焼け跡は焼土や炭を大量に含む層で、本丸外側の北側出入り口前の調査区画で見つかった。16世紀半ば、上杉謙信連合軍に攻められた際にあった大規模火災跡とみられるという。火災跡は本丸の調査でもすでに確認されており、今回は本丸の外側で見つかった。

火災に見舞われた後、焼け跡では大規模改修が行われ、新しい堀と土塁が造られたことも新たに分かった。城の出入り口を守るため三方を土塁で囲み「馬出(うまだし)」と呼ばれる区画に造り替えたという。市文化財課は「小田城が度重なる戦乱に見舞われ、落城と奪還が繰り返された末、城が作り替えられていった歴史を反映するもの」と説明している。

小田城の土塁の存在が新たに確認された

今回の調査は、1997年度から21年間にわたって続けられた発掘調査の最終年度になるという。今年度は、焼け跡が見つかった本丸北側など本丸外側の3カ所計約400㍍で発掘が行われた。

本丸西側では、江戸時代末期の絵図に描かれ、これまで存在が確認されてなかった内堀外側に幅約10㍍の土塁があったことが新たに確認された。小田城で堀の両側に土塁が築かれていたことが分かったのは今回が初めてで、本丸西側が唯一の場所という。

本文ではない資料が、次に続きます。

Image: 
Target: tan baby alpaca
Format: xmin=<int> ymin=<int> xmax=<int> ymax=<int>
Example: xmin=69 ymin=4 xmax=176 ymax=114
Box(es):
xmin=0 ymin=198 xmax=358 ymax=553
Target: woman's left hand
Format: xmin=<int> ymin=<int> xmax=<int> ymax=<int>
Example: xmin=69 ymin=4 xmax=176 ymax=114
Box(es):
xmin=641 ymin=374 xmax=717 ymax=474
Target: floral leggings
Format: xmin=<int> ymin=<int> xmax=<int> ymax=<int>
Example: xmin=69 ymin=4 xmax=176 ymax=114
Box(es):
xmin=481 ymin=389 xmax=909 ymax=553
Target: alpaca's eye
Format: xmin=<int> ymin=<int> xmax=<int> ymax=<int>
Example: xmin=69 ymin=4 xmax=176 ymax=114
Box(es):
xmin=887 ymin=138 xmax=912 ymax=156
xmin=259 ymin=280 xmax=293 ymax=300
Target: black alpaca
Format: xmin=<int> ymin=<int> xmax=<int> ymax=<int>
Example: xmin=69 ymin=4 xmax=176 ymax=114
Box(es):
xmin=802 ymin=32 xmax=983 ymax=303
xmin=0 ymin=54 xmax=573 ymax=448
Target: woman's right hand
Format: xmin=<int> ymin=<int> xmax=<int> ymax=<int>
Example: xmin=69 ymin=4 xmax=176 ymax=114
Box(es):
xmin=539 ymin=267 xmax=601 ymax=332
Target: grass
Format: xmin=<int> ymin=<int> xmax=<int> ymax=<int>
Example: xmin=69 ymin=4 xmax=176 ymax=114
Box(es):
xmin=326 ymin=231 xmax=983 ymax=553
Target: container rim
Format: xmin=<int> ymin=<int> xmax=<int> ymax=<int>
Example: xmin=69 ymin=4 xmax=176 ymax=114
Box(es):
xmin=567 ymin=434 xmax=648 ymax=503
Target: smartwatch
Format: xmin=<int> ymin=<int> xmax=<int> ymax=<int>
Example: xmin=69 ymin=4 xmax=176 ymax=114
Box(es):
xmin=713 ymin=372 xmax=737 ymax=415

さらに西側の中堀を調査した結果、堀の底の深さに段差があることも分かった。初めに造られた堀が、その後、拡張された跡とみられるという。中堀跡からは当時の下駄や漆椀の一部など珍しい木製品も出土した。

深さに段差があることが分かった本丸西側の中堀跡=同

市文化財課の山本賢一郎課長は「20年以上にわたる発掘調査で、鎌倉時代から戦国時代まで約300年間、何度も造り替えられた小田城の変遷が明らかになった。現地に来て、小田城跡歴史ひろばで開催中の『小田氏治と戦国時代の城館』展=10月4日付けを併せて見ていただき、400年前の歴史に触れていただきたい」と話している。

◆発掘調査の現地説明会は12月1日(土)午前10時30分からと午後1時30分からの2回、つくば市小田2377、小田城跡で催される。焼け跡など発掘現場が公開されるのは今回が最後になる。参加費無料。事前申し込み不要。問い合わせは電話029ー883ー1111(つくば市教育局文化財課)。当時の問い合わせは電話029ー867ー4070(小田城跡歴史ひろば案内所)。同日は国指定史跡「真壁城」(桜川市真壁町古城)の発掘調査現地説明会も行われる。

本丸西側の中堀跡で発見された長さ18㌢・幅9㌢の下駄と漆椀

※メモ
【小田城跡】鎌倉時代から戦国時代に県南部で勢力を持った小田氏の居城跡。1935年に国指定史跡となった。1997年から城跡保存のための発掘調査が始まり、2016年4月、成果をもとに「小田城跡歴史ひろば」として復元された。史跡の広さは21.7㌶。